Growing up, I considered Reeves and Mortimer the funniest people on the planet. There were comedy shows I preferred for various reasons - the mad concepts of Red Dwarf, the cutting jibes of Blackadder, the creepiness of the League of Gentlemen and the deconstructive smugness of Lee and Herring - but Vic and Bob were the only ones capable of making me lose it so much that I actually let a little bit of wee out at the embarrassingly late age of about 17.

So it was a treat to discover this old gem, a pilot produced for Channel 4 in the wake of Big Night Out that might have gone to series if Vic and Bob had agreed to some disagreeable demands. It's the duo's first foray into sitcom - territory they would revisit for the interesting-but-flawed Catterick more than a decade later and House of Fools after another 10 years, by which time they weren't really doing it for me any more.

Fortunately, this captures Reeves and Mortimer at the height of their creative insanity, and true to form there's a hell of lot that doesn't work and is just daft for the sake of it, but well worth it for the times it really kills. There's surprisingly little cookware-based violence, but still plenty of explosions and other needless destruction, conversational cul-de-sacs and a commendable amount of effort with all the props and sets.

The plot concerns Vic (going by real name Jim) and Bob heading to a local meat 'festival' and being hunted down by Geordie aliens who need the speciality meat they've purchased. The plot isn't important. The twisted mundanity of quiet suburban life is something they always do well, and it's always far enough on the side of zany to avoid coming out looking like an art film. Featuring appearances from the Fast Show guys before they were famous and music from Napalm Death, it's well worth 23 minutes of your time, though I'm not sure I could have stomached a full series.
"You're nice people. You look a bit daft, like" - Bob

Cluub Zarathustra ***


I don't know if there's a convenient umbrella term for My Kind of Comedy - some thread running through the 'alternative' side of the mid-90s to 2000s that generally involved the same set of faces popping up time and again - but considering the personalities involved and the reverence given to the Cluub Zarathustra phenomenon, I expected to love this more than I did.

The cocky pilot to a TV series based on the esoteric stage show that I was foolishly born too late to have the chance to see, I imagine it captures the spirit of the original rather well. A young, squeaky-voiced Simon Munnery stares down the audience and delivers self-aggrandising pronouncements as The League Against Tedium, anchoring events like Chris Morris in The Day Today, while Kevin Eldon and Roger Mann make elaborate stage entrances and appear in filmed segments. The highlights are Eldon as proud poet Paul Hamilton and Mann weaving a blood-curdling yarn in his excellent voice (he did a few of these on Lee and Herring's radio show too).

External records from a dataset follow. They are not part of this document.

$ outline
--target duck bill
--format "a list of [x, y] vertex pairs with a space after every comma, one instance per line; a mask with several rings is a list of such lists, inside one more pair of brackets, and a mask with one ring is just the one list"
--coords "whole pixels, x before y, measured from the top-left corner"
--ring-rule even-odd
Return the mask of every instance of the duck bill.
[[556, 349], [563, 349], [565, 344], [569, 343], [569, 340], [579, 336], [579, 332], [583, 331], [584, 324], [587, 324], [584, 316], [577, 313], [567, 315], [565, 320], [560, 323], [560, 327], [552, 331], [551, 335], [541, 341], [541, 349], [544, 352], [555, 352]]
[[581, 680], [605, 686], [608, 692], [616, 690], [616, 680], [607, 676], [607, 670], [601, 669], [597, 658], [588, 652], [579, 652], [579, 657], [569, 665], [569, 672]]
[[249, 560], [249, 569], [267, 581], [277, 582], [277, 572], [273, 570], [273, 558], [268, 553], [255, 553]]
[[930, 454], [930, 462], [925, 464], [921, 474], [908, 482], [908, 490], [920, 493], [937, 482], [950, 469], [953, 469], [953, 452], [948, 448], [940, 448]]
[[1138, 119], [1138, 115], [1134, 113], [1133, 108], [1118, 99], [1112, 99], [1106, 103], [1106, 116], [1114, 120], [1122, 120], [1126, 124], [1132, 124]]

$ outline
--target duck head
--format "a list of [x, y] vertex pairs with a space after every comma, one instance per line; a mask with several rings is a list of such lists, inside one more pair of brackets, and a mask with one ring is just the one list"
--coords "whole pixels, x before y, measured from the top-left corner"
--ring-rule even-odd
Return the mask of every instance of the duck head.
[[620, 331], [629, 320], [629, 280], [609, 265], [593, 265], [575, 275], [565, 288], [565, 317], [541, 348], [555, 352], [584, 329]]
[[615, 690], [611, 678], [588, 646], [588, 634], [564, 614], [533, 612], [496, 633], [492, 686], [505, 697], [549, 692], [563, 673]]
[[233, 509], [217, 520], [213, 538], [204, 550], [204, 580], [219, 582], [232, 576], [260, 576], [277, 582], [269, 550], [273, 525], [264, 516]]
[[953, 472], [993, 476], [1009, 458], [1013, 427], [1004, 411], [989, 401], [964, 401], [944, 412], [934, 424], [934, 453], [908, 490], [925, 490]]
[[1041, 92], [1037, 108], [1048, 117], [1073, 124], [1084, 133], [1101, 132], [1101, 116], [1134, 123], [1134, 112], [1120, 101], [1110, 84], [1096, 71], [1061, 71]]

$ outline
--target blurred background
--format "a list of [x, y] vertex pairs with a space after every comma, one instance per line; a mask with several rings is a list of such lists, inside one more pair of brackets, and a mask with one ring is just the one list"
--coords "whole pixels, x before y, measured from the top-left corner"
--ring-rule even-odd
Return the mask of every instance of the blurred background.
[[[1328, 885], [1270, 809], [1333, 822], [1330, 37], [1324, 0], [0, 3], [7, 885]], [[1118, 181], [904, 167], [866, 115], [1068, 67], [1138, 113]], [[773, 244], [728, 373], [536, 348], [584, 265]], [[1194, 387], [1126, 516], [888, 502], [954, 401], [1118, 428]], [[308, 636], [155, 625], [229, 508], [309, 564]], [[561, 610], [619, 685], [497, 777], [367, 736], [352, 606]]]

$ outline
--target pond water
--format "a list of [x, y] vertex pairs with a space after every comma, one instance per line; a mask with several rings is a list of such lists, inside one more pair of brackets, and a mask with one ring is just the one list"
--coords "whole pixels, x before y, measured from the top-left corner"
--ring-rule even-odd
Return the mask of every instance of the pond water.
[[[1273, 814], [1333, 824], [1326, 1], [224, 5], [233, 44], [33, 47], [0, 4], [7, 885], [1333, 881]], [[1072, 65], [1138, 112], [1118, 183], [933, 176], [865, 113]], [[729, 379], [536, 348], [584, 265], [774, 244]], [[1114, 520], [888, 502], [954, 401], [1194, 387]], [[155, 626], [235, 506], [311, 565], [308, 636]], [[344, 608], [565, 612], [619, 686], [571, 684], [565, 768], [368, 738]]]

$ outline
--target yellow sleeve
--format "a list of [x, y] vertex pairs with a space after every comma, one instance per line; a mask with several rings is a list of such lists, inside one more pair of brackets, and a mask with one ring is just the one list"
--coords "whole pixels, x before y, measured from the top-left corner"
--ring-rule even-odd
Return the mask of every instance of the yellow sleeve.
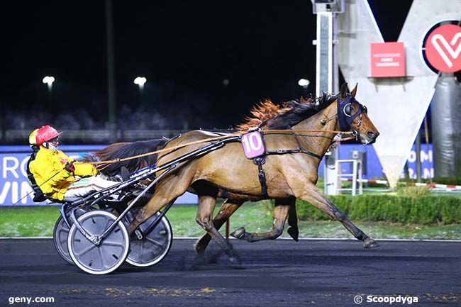
[[37, 184], [45, 194], [55, 192], [67, 182], [74, 180], [72, 174], [64, 169], [64, 164], [58, 157], [40, 155], [39, 152], [29, 167]]
[[[62, 152], [60, 152], [60, 156], [62, 158], [64, 158], [67, 160], [69, 162], [73, 162], [71, 158], [67, 157]], [[63, 165], [62, 167], [65, 166]], [[74, 167], [75, 167], [75, 170], [74, 171], [74, 174], [77, 176], [80, 176], [80, 177], [85, 177], [85, 176], [94, 176], [98, 174], [97, 169], [93, 166], [93, 164], [82, 164], [82, 163], [79, 163], [79, 162], [75, 162], [74, 164]], [[67, 172], [67, 171], [65, 171]]]
[[98, 170], [93, 166], [93, 164], [84, 164], [76, 162], [74, 164], [75, 171], [74, 174], [77, 176], [94, 176], [98, 174]]

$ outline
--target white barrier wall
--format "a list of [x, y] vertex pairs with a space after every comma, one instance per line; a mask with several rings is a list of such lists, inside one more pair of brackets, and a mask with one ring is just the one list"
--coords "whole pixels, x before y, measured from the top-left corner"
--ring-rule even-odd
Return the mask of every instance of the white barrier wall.
[[[339, 15], [339, 65], [351, 87], [358, 82], [359, 101], [381, 133], [374, 149], [391, 186], [396, 186], [433, 95], [437, 74], [423, 60], [428, 30], [461, 16], [459, 0], [414, 0], [399, 41], [406, 52], [405, 78], [371, 78], [370, 43], [384, 42], [367, 0], [347, 0]], [[391, 18], [391, 16], [389, 16]]]

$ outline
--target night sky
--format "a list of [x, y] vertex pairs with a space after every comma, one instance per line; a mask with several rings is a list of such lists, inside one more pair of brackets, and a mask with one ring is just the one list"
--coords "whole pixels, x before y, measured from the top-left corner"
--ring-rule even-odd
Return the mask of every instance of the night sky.
[[[12, 2], [2, 4], [0, 21], [3, 128], [104, 128], [104, 1]], [[396, 40], [411, 1], [370, 4], [384, 39]], [[300, 78], [315, 92], [316, 16], [309, 0], [113, 6], [119, 128], [227, 128], [262, 99], [299, 98]], [[42, 83], [46, 75], [56, 78], [51, 94]], [[137, 76], [148, 79], [143, 92], [133, 83]]]

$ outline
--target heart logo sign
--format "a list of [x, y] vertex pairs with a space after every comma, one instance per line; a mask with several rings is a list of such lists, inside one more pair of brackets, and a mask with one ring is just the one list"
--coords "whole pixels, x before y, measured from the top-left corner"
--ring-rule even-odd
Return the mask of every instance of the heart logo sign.
[[426, 58], [435, 69], [442, 72], [461, 69], [461, 27], [443, 25], [433, 28], [424, 47]]

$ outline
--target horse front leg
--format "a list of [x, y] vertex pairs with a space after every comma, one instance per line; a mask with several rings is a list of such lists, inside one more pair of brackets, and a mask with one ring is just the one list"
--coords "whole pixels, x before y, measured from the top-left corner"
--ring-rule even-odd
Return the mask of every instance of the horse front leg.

It's the other, weirder sketches that left me most bamboozled, and even by the time co-creator Stewart Lee got his own BBC stand-up series more than a decade later, the sketches still felt out of place and forced (to the point that they were abandoned in later years). If this had gone to series and I'd been exposed to it at that influential time, the story would likely be different. It did eventually get a series, years later as the slightly different Attention Scum, but the BBC succeeded in hiding it from us.

I feel disrespectful for not joining in with the adoration. I feel stupid. Or maybe I just paid too much attention to the League's demotivational words. I am nothing.